Provides links to information on any medical topic entered. Links are primarily to academic or government sites but also to links on the entered topic found by Yahoo and Looksmart. This site is extremely rich in links to clinical pictures of medical conditions. Has no medical content of its own; no ads. Maintained by the Hardin Library for Health Sciences at the University of Iowa.

  • Mamma Health Search
http://mammahealth.com/

A search engine intended to be specific for health topics. Tends to produce results from the sites above and, thus, yield credible information. No self maintained content. No ads.

  • Kosmix Health Search
http://kosmix.com/

Another health focused search engine. Groups results into categories such as symptoms versus treatments. Provides specific links to message boards focusing on the topic searched. Few ads.

  • eMedicine Health
http://www.emedicinehealth.com/

A commercial site featuring its own content. Has thousands of original articles written and reviewed by doctors about medical topics and is searchable. Is paired with a similar site aimed at medical professionals. Has some ads but not many. Owned by WebMD.

  • Health Boards.com
http://www.healthboards.com/

Site devoted to searching and organizing message boards about particular medical topics and conditions. These are discussion groups involving patients, not doctors. This site links to the health content of WebMD. A few ads.

RSS feeds are the third approach to finding medical information on the Internet. RSS stands for “really simple syndication” but these words do not describe this technology well. Many Internet sites provide continuous streams of brief summaries (RSS feeds) of their contents using specialized software known as RSS software. Other programs known as RSS readers collect and display this information.
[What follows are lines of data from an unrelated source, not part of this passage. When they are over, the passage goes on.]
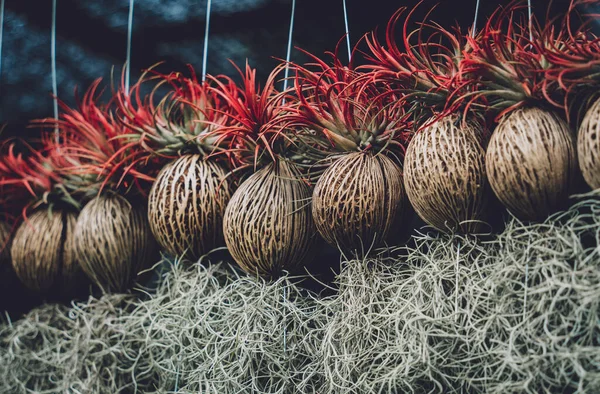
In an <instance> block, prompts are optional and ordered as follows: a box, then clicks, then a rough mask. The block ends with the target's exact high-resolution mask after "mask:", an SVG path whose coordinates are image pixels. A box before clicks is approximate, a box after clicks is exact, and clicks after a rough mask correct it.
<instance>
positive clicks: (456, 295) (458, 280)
mask: <svg viewBox="0 0 600 394" xmlns="http://www.w3.org/2000/svg"><path fill="white" fill-rule="evenodd" d="M459 262H460V243H459V244H458V252H457V254H456V266H455V269H456V279H455V280H456V289H455V294H454V313H455V320H458V293H459V283H458V282H459V274H458V272H459Z"/></svg>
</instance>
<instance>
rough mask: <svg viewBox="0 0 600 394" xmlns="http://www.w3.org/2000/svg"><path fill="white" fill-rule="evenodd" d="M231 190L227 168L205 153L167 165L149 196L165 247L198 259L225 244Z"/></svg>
mask: <svg viewBox="0 0 600 394" xmlns="http://www.w3.org/2000/svg"><path fill="white" fill-rule="evenodd" d="M231 193H232V188H231V186H230V181H229V180H228V179H227V172H226V170H225V169H224V168H223V167H222V166H221V165H219V164H217V163H214V162H211V161H208V160H205V159H204V158H203V157H202V156H201V155H185V156H182V157H180V158H179V159H177V160H175V161H173V162H171V163H169V164H167V165H166V166H165V167H164V168H163V169H162V170H161V172H160V173H159V174H158V177H157V178H156V181H155V182H154V184H153V186H152V189H151V190H150V195H149V197H148V220H149V223H150V228H151V229H152V233H153V234H154V236H155V238H156V240H157V241H158V243H159V245H160V246H161V247H162V249H164V250H165V251H166V252H168V253H170V254H172V255H174V256H180V255H184V254H185V255H186V256H188V257H191V258H195V259H198V258H200V257H201V256H203V255H204V254H206V253H208V252H209V251H211V250H212V249H214V248H216V247H219V246H223V245H224V239H223V215H224V213H225V208H226V207H227V203H228V202H229V199H230V198H231Z"/></svg>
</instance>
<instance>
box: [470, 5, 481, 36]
mask: <svg viewBox="0 0 600 394" xmlns="http://www.w3.org/2000/svg"><path fill="white" fill-rule="evenodd" d="M478 17H479V0H477V3H476V4H475V17H474V18H473V29H472V30H471V37H475V34H476V33H477V18H478Z"/></svg>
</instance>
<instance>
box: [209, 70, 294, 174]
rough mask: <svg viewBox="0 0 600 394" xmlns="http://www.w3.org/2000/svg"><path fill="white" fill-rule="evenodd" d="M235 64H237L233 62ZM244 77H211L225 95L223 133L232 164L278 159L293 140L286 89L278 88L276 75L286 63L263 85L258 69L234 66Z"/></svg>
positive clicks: (221, 93) (241, 166)
mask: <svg viewBox="0 0 600 394" xmlns="http://www.w3.org/2000/svg"><path fill="white" fill-rule="evenodd" d="M234 66H235V65H234ZM235 67H236V69H237V70H238V72H239V73H240V76H241V78H242V83H241V85H240V86H236V84H235V82H234V81H233V80H232V79H231V78H229V77H227V76H224V75H220V76H217V77H210V79H211V80H212V81H213V82H214V87H213V88H212V90H213V91H214V92H215V93H216V94H217V95H218V96H219V97H221V98H222V99H223V101H224V102H225V106H226V108H227V110H226V111H223V114H225V115H226V116H227V117H228V118H229V122H228V124H227V126H225V127H223V128H222V129H221V133H223V134H224V135H225V136H227V140H228V147H227V149H226V150H225V151H224V152H225V153H227V154H228V155H229V156H230V160H231V164H232V166H233V167H237V168H246V167H250V166H254V167H255V168H256V167H257V166H259V165H263V164H264V163H265V162H270V161H275V160H278V156H279V155H282V154H285V153H286V151H287V149H288V148H289V146H290V144H292V143H293V141H292V140H291V139H290V138H289V133H284V130H285V129H286V128H287V127H288V126H289V121H287V120H286V119H285V117H284V116H283V115H284V114H285V113H286V112H287V110H288V109H287V106H286V105H284V103H285V98H286V92H283V93H280V92H278V91H277V90H276V89H275V86H274V85H275V81H276V77H277V75H278V74H279V73H280V71H281V70H282V68H283V65H280V66H278V67H276V68H275V69H274V70H273V71H272V72H271V74H270V75H269V77H268V78H267V81H266V83H265V85H264V86H263V87H261V86H260V84H259V83H258V82H257V81H256V70H255V69H253V68H251V67H250V66H249V65H248V63H246V68H245V70H244V71H242V70H241V69H240V68H238V67H237V66H235Z"/></svg>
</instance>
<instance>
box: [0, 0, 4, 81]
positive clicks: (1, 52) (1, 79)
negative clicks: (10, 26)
mask: <svg viewBox="0 0 600 394" xmlns="http://www.w3.org/2000/svg"><path fill="white" fill-rule="evenodd" d="M3 35H4V0H0V82H1V81H2V39H3V38H4V37H3Z"/></svg>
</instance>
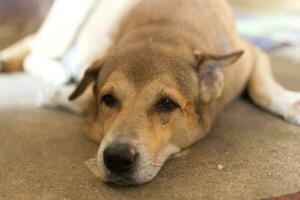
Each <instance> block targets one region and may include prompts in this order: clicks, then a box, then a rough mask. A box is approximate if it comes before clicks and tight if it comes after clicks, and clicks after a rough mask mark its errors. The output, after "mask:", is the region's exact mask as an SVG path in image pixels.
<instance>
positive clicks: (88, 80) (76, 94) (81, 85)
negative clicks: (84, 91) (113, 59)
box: [69, 61, 102, 100]
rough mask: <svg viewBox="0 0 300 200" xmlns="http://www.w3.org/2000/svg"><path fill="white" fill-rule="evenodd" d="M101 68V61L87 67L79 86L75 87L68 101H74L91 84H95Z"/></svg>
mask: <svg viewBox="0 0 300 200" xmlns="http://www.w3.org/2000/svg"><path fill="white" fill-rule="evenodd" d="M101 66H102V61H96V62H94V63H93V64H92V66H91V67H89V68H88V69H87V70H86V71H85V73H84V76H83V78H82V79H81V81H80V82H79V84H78V85H77V87H76V89H75V90H74V92H73V93H72V94H71V95H70V96H69V100H74V99H76V98H77V97H78V96H80V95H81V94H82V93H83V92H84V91H85V90H86V88H87V87H88V86H89V85H90V84H91V83H92V82H96V80H97V77H98V74H99V73H100V69H101Z"/></svg>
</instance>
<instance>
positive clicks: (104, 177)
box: [98, 145, 179, 186]
mask: <svg viewBox="0 0 300 200" xmlns="http://www.w3.org/2000/svg"><path fill="white" fill-rule="evenodd" d="M177 152H179V148H177V147H175V146H174V145H167V146H166V147H165V148H164V149H163V150H162V151H161V152H160V153H159V154H158V155H157V157H156V158H155V159H154V158H151V157H150V156H149V154H148V153H147V152H146V150H145V148H139V153H140V156H139V159H138V162H137V165H136V167H135V168H134V169H133V170H132V171H131V172H130V173H126V174H123V175H119V174H118V175H117V174H114V173H111V172H110V171H109V170H108V169H107V168H106V167H105V164H104V162H103V156H102V155H103V148H102V147H101V146H100V148H99V151H98V167H99V169H100V178H101V179H102V181H104V182H106V183H110V184H115V185H127V186H130V185H131V186H132V185H140V184H145V183H148V182H150V181H152V180H153V179H154V178H155V177H156V175H157V174H158V172H159V171H160V169H161V168H162V166H163V164H164V163H165V161H166V160H167V159H168V158H170V157H171V156H172V155H173V154H175V153H177Z"/></svg>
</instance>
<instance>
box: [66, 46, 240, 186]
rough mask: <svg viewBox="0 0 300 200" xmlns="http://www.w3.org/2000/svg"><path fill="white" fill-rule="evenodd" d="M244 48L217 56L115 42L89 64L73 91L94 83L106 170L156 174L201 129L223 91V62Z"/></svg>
mask: <svg viewBox="0 0 300 200" xmlns="http://www.w3.org/2000/svg"><path fill="white" fill-rule="evenodd" d="M241 54H242V52H241V51H239V52H236V53H232V54H228V55H222V56H216V55H207V54H198V53H195V52H192V51H180V50H178V49H172V48H168V47H162V46H159V45H157V46H155V45H154V44H153V45H150V46H146V47H141V46H134V47H129V48H123V49H121V50H115V51H114V52H113V53H110V54H108V56H106V57H105V58H104V59H102V60H101V61H99V62H96V63H95V64H94V65H93V66H92V67H91V68H89V69H88V70H87V71H86V73H85V76H84V78H83V79H82V81H81V82H80V83H79V85H78V87H77V89H76V90H75V91H74V92H73V94H72V95H71V97H70V99H75V98H76V97H78V96H79V95H80V94H81V93H82V92H84V90H85V89H86V88H87V86H88V85H89V84H91V83H94V94H95V99H96V102H97V103H96V107H95V108H94V109H95V110H97V112H96V116H95V120H94V121H93V125H92V126H93V127H94V128H93V129H91V130H92V131H96V132H97V133H96V134H99V135H101V137H102V140H101V142H100V148H99V151H98V164H99V167H100V171H101V178H102V179H103V180H104V181H106V182H114V183H119V184H140V183H145V182H148V181H150V180H152V179H153V178H154V177H155V176H156V174H157V173H158V171H159V170H160V169H161V167H162V165H163V163H164V162H165V161H166V159H167V158H169V157H170V156H171V155H173V154H175V153H178V152H179V151H180V150H182V149H185V148H187V147H189V146H190V145H191V144H193V143H195V142H196V141H197V140H198V139H200V138H201V137H203V136H204V135H205V134H206V132H207V130H208V129H209V127H210V123H211V122H210V120H211V113H212V112H213V109H212V107H213V105H214V102H216V101H217V100H218V99H219V98H220V97H221V96H222V91H223V85H224V77H223V75H222V73H221V70H220V68H221V67H223V66H228V65H230V64H232V63H234V62H235V61H236V60H237V59H238V58H239V57H240V56H241Z"/></svg>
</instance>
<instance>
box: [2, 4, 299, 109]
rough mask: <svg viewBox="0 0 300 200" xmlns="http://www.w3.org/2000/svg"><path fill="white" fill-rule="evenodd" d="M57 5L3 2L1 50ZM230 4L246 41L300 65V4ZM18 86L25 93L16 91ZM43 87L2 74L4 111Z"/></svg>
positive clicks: (2, 98)
mask: <svg viewBox="0 0 300 200" xmlns="http://www.w3.org/2000/svg"><path fill="white" fill-rule="evenodd" d="M53 1H54V0H0V50H1V49H3V48H5V47H7V46H9V45H11V44H12V43H13V42H15V41H17V40H19V39H21V38H23V37H25V36H26V35H28V34H30V33H34V32H35V31H37V30H38V28H39V26H40V25H41V23H42V22H43V19H44V18H45V17H46V15H47V12H48V10H49V8H50V7H51V4H52V2H53ZM228 1H229V3H230V4H231V6H232V7H233V9H234V12H235V16H236V24H237V30H238V32H239V33H240V34H241V35H242V37H244V38H246V39H247V40H249V41H251V42H253V43H255V44H256V45H258V46H260V47H261V48H263V49H264V50H266V51H268V52H269V53H270V54H271V55H275V56H280V57H284V58H288V59H289V60H290V61H293V62H296V63H299V62H300V56H299V54H300V0H263V1H262V0H228ZM275 66H276V64H275ZM297 71H300V70H298V69H297ZM15 85H19V86H20V87H22V90H20V88H19V89H18V90H16V87H15ZM40 85H41V84H40V83H39V82H37V81H36V80H34V79H33V78H32V77H30V76H27V75H24V74H22V73H19V74H18V73H15V74H12V75H10V76H7V75H3V74H0V91H3V92H0V108H1V107H4V108H7V107H14V106H15V105H26V106H27V105H32V104H33V105H36V104H37V102H36V101H39V100H37V99H39V98H40V90H41V89H40ZM20 92H22V94H20ZM19 96H22V97H26V98H18V97H19ZM12 99H14V101H12Z"/></svg>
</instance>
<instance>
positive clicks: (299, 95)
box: [248, 49, 300, 125]
mask: <svg viewBox="0 0 300 200" xmlns="http://www.w3.org/2000/svg"><path fill="white" fill-rule="evenodd" d="M254 53H255V59H256V65H255V66H254V69H253V73H252V75H251V78H250V83H249V87H248V90H249V94H250V97H251V98H252V99H253V101H254V102H255V103H256V104H258V105H259V106H261V107H263V108H265V109H267V110H269V111H271V112H272V113H274V114H276V115H279V116H282V117H283V118H284V119H285V120H287V121H289V122H291V123H294V124H297V125H300V92H294V91H289V90H287V89H285V88H283V87H282V86H281V85H280V84H279V83H277V82H276V81H275V80H274V77H273V74H272V70H271V66H270V61H269V58H268V57H267V55H265V54H264V53H263V52H262V51H260V50H259V49H255V50H254Z"/></svg>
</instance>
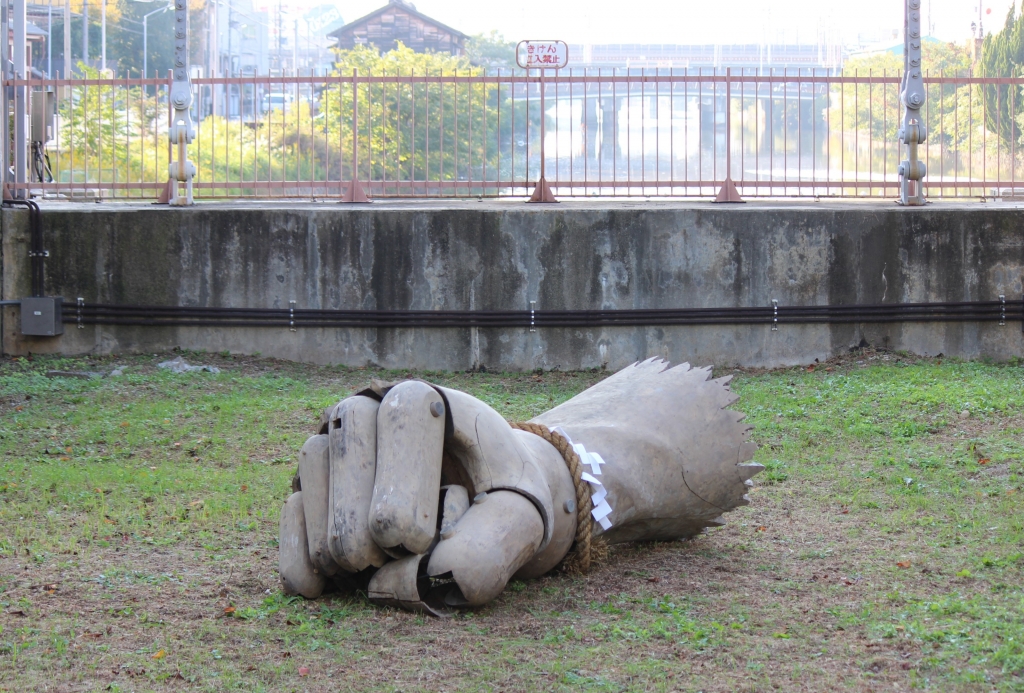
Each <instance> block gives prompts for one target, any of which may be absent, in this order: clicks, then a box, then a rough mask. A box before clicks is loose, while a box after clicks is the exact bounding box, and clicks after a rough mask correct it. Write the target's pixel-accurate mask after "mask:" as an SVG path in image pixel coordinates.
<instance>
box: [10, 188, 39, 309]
mask: <svg viewBox="0 0 1024 693" xmlns="http://www.w3.org/2000/svg"><path fill="white" fill-rule="evenodd" d="M3 205H4V206H15V207H26V208H28V210H29V259H30V260H31V280H32V295H33V296H44V295H45V286H44V278H43V277H44V273H43V259H44V258H46V257H49V252H47V251H45V250H43V217H42V213H41V212H40V211H39V205H37V204H36V203H35V202H33V201H32V200H4V201H3Z"/></svg>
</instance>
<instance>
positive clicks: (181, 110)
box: [167, 0, 196, 207]
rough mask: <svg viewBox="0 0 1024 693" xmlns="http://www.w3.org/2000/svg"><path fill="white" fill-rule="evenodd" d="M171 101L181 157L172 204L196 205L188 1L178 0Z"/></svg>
mask: <svg viewBox="0 0 1024 693" xmlns="http://www.w3.org/2000/svg"><path fill="white" fill-rule="evenodd" d="M173 75H174V77H173V80H172V81H171V89H170V100H171V107H172V109H173V110H174V112H173V114H172V115H171V123H170V128H168V131H167V136H168V138H170V140H171V144H174V145H176V146H177V160H176V161H172V162H171V163H170V164H169V165H168V167H167V174H168V178H169V187H170V198H169V200H168V201H167V202H168V204H169V205H174V206H178V207H185V206H189V205H195V204H196V203H195V201H194V200H193V190H191V184H193V178H194V177H195V176H196V165H195V164H194V163H193V162H190V161H188V144H189V143H191V141H193V139H195V138H196V124H195V123H194V122H193V119H191V104H193V90H191V80H190V78H189V75H188V1H187V0H174V70H173ZM179 182H181V183H184V184H185V197H184V198H182V197H181V196H180V194H179V191H178V183H179Z"/></svg>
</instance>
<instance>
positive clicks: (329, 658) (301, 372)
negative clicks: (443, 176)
mask: <svg viewBox="0 0 1024 693" xmlns="http://www.w3.org/2000/svg"><path fill="white" fill-rule="evenodd" d="M173 356H174V354H161V355H157V356H151V355H146V356H131V357H125V356H122V357H119V358H96V359H86V358H80V359H58V358H48V357H35V358H34V359H33V360H28V359H24V358H19V359H14V360H11V359H4V360H0V690H2V691H18V692H20V691H29V690H33V691H44V690H49V691H85V690H96V691H100V690H110V691H148V690H185V689H189V690H210V691H221V690H230V689H241V690H245V691H253V692H255V691H287V690H296V691H300V690H371V689H372V690H386V691H390V690H400V691H409V690H430V691H436V690H447V691H454V690H460V691H462V690H488V691H490V690H493V691H499V690H503V691H512V690H517V691H523V690H530V691H532V690H566V691H570V690H571V691H574V690H597V691H605V690H606V691H620V690H623V691H625V690H629V691H663V690H664V691H668V690H684V691H706V692H710V691H770V690H782V691H792V690H815V691H837V690H842V691H845V690H851V691H892V690H911V689H912V690H929V691H989V690H997V691H1024V588H1022V584H1024V512H1022V511H1021V497H1022V495H1024V394H1022V393H1024V366H1022V365H1021V364H1020V363H1018V364H1013V365H993V364H983V363H973V362H961V361H951V360H936V359H918V358H915V357H912V356H905V355H904V356H901V355H898V354H894V353H881V352H879V353H876V352H869V351H865V352H859V353H855V354H851V355H850V356H849V357H845V358H843V359H837V360H835V361H831V362H829V363H822V364H816V365H815V366H814V367H802V369H787V370H781V371H772V372H737V373H736V374H735V375H736V379H735V380H734V385H733V387H734V389H735V390H736V391H737V392H739V393H740V395H741V399H740V400H739V402H738V403H737V404H736V405H735V407H734V408H738V409H741V410H743V412H745V413H746V415H748V422H749V423H752V424H753V425H754V426H755V430H754V434H753V435H754V439H755V440H756V441H757V442H758V443H759V445H760V450H759V452H758V454H757V457H756V460H757V461H758V462H761V463H762V464H764V465H766V466H767V470H766V471H765V472H764V473H762V474H761V475H760V476H758V477H755V482H756V484H757V487H756V488H755V489H754V492H753V493H752V499H753V501H752V504H751V505H750V506H749V507H746V508H741V509H739V510H737V511H736V512H734V513H731V514H730V515H728V516H727V519H728V521H729V522H728V524H727V525H726V526H725V527H721V528H718V529H715V530H712V531H709V532H708V533H706V534H702V535H700V536H699V537H697V538H695V539H693V540H689V542H674V543H664V544H645V545H627V546H622V547H617V548H614V549H613V550H612V552H611V556H610V557H609V558H608V560H607V561H605V562H604V563H602V564H601V565H599V566H598V567H597V568H596V569H594V570H593V571H592V572H591V573H590V574H589V575H587V576H585V577H567V576H564V575H551V576H547V577H544V578H542V579H539V580H535V581H529V582H514V583H512V584H510V586H509V589H508V590H506V592H505V593H504V595H503V596H502V597H501V598H499V599H498V600H497V601H496V602H495V603H493V604H492V605H489V606H487V607H485V608H482V609H479V610H477V611H475V612H469V613H465V614H462V615H460V616H458V617H456V618H453V619H444V620H439V619H432V618H428V617H424V616H420V615H414V614H409V613H404V612H398V611H392V610H388V609H379V608H375V607H372V606H370V605H369V604H368V603H367V602H366V601H365V599H364V597H362V596H361V595H358V594H335V595H331V596H328V597H326V598H323V599H321V600H317V601H314V602H306V601H303V600H301V599H291V598H285V597H283V596H282V595H281V593H280V589H279V581H278V574H276V560H278V558H276V531H278V513H279V509H280V507H281V504H282V503H283V501H284V500H285V497H287V495H288V493H289V492H290V483H291V478H292V474H293V473H294V470H295V459H296V456H297V452H298V450H299V447H300V446H301V444H302V442H303V441H304V440H305V438H306V437H307V436H308V435H309V434H310V433H311V432H312V431H313V429H314V425H315V422H316V421H317V420H318V416H319V412H321V409H322V408H323V407H324V406H326V405H328V404H329V403H332V402H334V401H337V400H338V399H339V398H341V397H342V396H345V395H346V394H348V393H349V392H350V391H351V390H352V389H353V388H355V387H357V386H359V385H361V384H365V383H367V382H368V381H369V380H370V378H372V377H379V378H387V379H393V378H398V377H402V376H406V375H414V376H417V377H422V378H426V379H428V380H432V381H434V382H438V383H441V384H443V385H446V386H450V387H456V388H461V389H464V390H466V391H468V392H470V393H472V394H474V395H476V396H478V397H480V398H482V399H484V400H485V401H487V402H488V403H490V404H492V405H494V406H495V407H496V408H497V409H498V410H499V412H501V413H502V414H504V415H505V416H506V417H508V418H509V419H513V420H525V419H527V418H529V417H531V416H534V415H536V414H539V413H541V412H543V410H545V409H547V408H549V407H551V406H552V405H554V404H556V403H558V402H561V401H563V400H564V399H566V398H568V397H570V396H572V395H573V394H574V393H577V392H579V391H580V390H583V389H584V388H586V387H587V386H589V385H591V384H593V383H595V382H597V381H598V380H600V379H601V378H603V377H604V376H605V375H606V374H602V373H545V374H542V375H534V374H513V375H492V374H425V373H416V374H406V373H401V372H399V373H394V372H391V373H382V372H374V371H371V370H351V369H332V367H316V366H306V365H299V364H294V363H284V362H280V361H272V360H267V359H256V358H249V357H245V358H243V357H239V358H232V357H230V356H226V355H215V354H185V356H186V357H187V358H188V360H189V361H191V362H205V363H212V364H214V365H217V366H219V367H220V369H221V373H220V374H218V375H212V374H208V373H190V374H183V375H174V374H171V373H167V372H164V371H159V370H158V369H157V367H156V364H157V363H158V362H159V361H161V360H165V359H167V358H170V357H173ZM115 365H123V366H126V367H125V373H124V375H122V376H120V377H104V378H101V379H74V378H65V377H47V375H46V372H47V371H52V370H59V371H96V372H101V373H109V372H110V371H111V370H113V369H114V367H115ZM717 375H722V374H721V373H720V374H717ZM609 463H610V464H614V461H612V460H609Z"/></svg>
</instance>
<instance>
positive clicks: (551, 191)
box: [526, 68, 558, 202]
mask: <svg viewBox="0 0 1024 693" xmlns="http://www.w3.org/2000/svg"><path fill="white" fill-rule="evenodd" d="M526 88H527V89H528V88H529V86H528V84H527V86H526ZM557 101H558V93H557V91H556V92H555V102H556V103H557ZM555 107H556V109H557V105H556V106H555ZM526 118H529V114H528V113H527V114H526ZM546 120H547V115H546V113H545V105H544V68H541V179H540V180H538V181H537V185H536V186H535V187H534V194H531V196H530V197H529V200H527V201H526V202H558V201H557V200H555V194H554V192H552V191H551V187H550V186H549V185H548V180H547V178H545V176H544V173H545V171H544V160H545V159H546V155H545V150H544V140H545V139H547V136H546V133H545V121H546ZM555 136H556V137H557V133H556V135H555ZM527 161H528V159H527Z"/></svg>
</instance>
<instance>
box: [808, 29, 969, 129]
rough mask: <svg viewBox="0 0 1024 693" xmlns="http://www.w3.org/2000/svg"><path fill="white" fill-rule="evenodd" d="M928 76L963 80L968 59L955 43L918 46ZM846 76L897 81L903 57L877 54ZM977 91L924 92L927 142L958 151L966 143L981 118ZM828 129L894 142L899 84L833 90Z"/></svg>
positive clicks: (959, 46)
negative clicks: (946, 146)
mask: <svg viewBox="0 0 1024 693" xmlns="http://www.w3.org/2000/svg"><path fill="white" fill-rule="evenodd" d="M922 53H923V54H922V59H923V62H924V66H925V75H926V76H929V77H930V76H942V77H967V76H969V75H970V71H971V60H970V56H969V55H968V53H967V51H966V50H965V49H964V48H963V47H962V46H958V45H956V44H954V43H938V42H926V43H925V44H924V45H923V46H922ZM843 74H844V76H846V77H878V78H895V79H899V78H901V77H902V74H903V56H902V55H897V54H895V53H889V52H886V53H880V54H877V55H870V56H867V57H861V58H854V59H852V60H850V61H848V62H847V63H846V66H845V67H844V70H843ZM979 98H980V96H979V91H978V90H977V89H975V88H972V87H971V86H970V85H963V86H962V85H948V84H931V85H929V86H928V89H927V100H926V103H925V112H924V118H925V123H926V124H927V125H928V128H929V132H930V134H929V139H930V141H933V142H935V141H941V142H942V143H943V144H944V145H946V146H948V147H951V148H959V147H961V146H962V145H965V144H966V143H967V142H969V141H970V138H971V131H972V128H976V127H977V126H978V125H979V124H980V123H979V122H972V120H971V116H972V115H973V116H974V117H975V119H976V120H979V121H980V116H981V113H982V107H981V103H980V102H979ZM830 100H831V107H830V109H829V112H828V124H829V128H830V129H831V131H833V132H852V131H855V130H856V131H859V132H861V133H865V134H868V135H869V136H870V138H871V139H873V140H895V139H896V133H897V131H898V130H899V127H900V124H901V120H902V116H903V106H902V104H901V103H900V101H899V84H898V83H892V82H890V83H867V84H843V85H839V86H837V87H835V88H834V91H833V94H831V99H830Z"/></svg>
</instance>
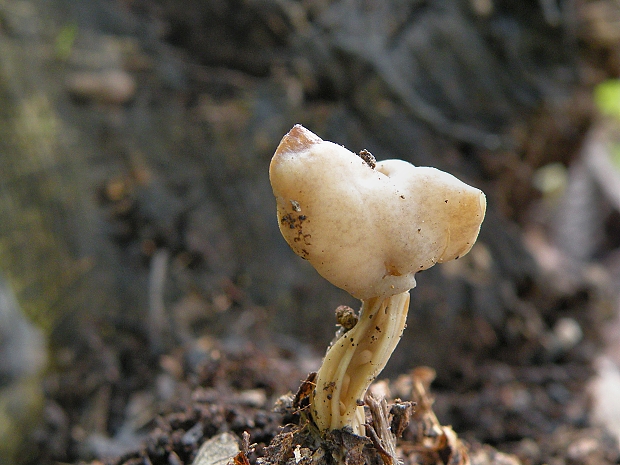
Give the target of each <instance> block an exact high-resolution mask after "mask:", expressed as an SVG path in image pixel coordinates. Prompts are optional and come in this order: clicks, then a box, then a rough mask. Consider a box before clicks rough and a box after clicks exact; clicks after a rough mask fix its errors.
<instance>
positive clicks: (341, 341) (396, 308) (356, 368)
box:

RSS feeds can be displayed by Internet browser programs individually---the Firefox browser does this well. Other programs allow collecting and organizing RSS feeds by topic and source. These programs can sit inside an Internet browser or be completely free standing.

An example of an RSS reader program that sits inside the Firefox browser is PLUCK (http://pluck.com), which is free. An example of a free standing program is Feed Demon, which costs $30.00 by Internet download. These tools would be useful for following the latest developments in a specific chronic condition.